Seulement voilà, le message a bien du mal à passer auprès de nombreux protestants qui jugent cette photo offensante, blasphématoire, sacrilège ou encore scandaleuse. Tout particulièrement parmi ceux du canton du Vaud où les réactions ont été les plus virulentes. «A titre personnel, elle m’a dérangé», note ainsi Michel Kocher, le directeur de Médias-pro, à Lausanne, le département chargé de la gestion des médias au nom des Eglises réformées de Suisse romande. «Pas par son idée de base, qui est louable, mais par son côté choquant qui dessert la cause qu’elle est censée défendre. Ceci d’autant plus qu’elle a plein de niveaux de lecture différents propres à embrouiller le lecteur.» Et Michel Kocher de donner l’exemple de sa propre femme, d’origine rwandaise: «Ce qui l’a frappée, ce n’est pas tant la photo en elle-même qui est esthétiquement très belle, mais le fait que le noir est en dessous du blanc et apparaisse ainsi comme une personne dominée.»
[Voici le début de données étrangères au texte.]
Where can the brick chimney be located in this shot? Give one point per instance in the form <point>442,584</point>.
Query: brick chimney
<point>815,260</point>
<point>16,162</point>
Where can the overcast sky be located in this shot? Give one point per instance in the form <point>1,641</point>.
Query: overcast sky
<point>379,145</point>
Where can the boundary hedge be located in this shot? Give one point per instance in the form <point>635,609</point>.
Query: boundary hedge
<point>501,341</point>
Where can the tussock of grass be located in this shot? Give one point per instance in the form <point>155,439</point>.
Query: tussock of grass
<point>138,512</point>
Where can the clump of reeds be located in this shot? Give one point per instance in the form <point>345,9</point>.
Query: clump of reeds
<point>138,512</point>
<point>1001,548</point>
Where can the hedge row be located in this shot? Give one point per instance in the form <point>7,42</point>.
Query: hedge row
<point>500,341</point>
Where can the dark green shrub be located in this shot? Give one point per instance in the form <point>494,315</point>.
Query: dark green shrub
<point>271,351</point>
En ce qui concerne le fait que les réactions ont été beaucoup plus tranchées et virulentes dans le canton de Vaud, Michel Kocher n’est pas surpris: «En Suisse romande, note-t-il, seule l’Eglise réformée du canton de Vaud a véritablement mené un débat sur la place de l’homosexualité au sein de son Eglise. Ce qui n’est ni le cas à Genève, à Neuchâtel ou encore dans le Jura.» Et de préciser: «Cette discussion a parfois été dure et suscité la création de deux fronts distincts dont l’un, le minoritaire issu de la frange évangélique, opposé à l’idée d’ouverture, est solidement constituée et n’hésite pas répondre à tout ce qu’il considère comme des provocations dans ce domaine.»

Une récupération de la foi

«Il faut effectivement s’élever contre toute discrimination, mais je trouve choquant qu’on ait utilisé une image christique pour défendre la cause homosexuelle» avance pour sa part Gérard Pella. «Il y a là une récupération de la foi chrétienne qui blesse mes convictions.» Pasteur et membre du comité exécutif de R3, le Rassemblement pour un renouveau réformé, il estime par ailleurs que le dossier présenté dans «Réformés» est orienté: «Dans une église pluraliste, toutes les voix doivent se faire entendre. Or, dans le cas présent, ce dossier ne fait que plaider en faveur de la cause homosexuelle». Et de préciser: «Il n’a pas heurté seulement le courant évangélique de l’Eglise réformée, mais a fait aussi beaucoup de dégâts chez les protestants dits classiques. Avec deux risques majeurs: ridiculiser la foi chrétienne dans le grand public et voir beaucoup de fidèles quitter l’église réformée pour rejoindre les églises évangéliques.»

Ce à quoi Gilles Bourquin répond: «La défense des droits des LGBTI et l’apprentissage de leur respect font partie du chemin de l’humanité vers la liberté. Sur toute la planète, les individus sont appelés à construire leur identité sexuelle librement face aux préjugés et aux mépris sociaux. Dans ce combat pour la liberté, nous sommes appelés à persévérer quelles que soient les résistances. Selon le christianisme, la liberté n’est-elle pas le plus haut degré de l’évolution de l’homme en Dieu?»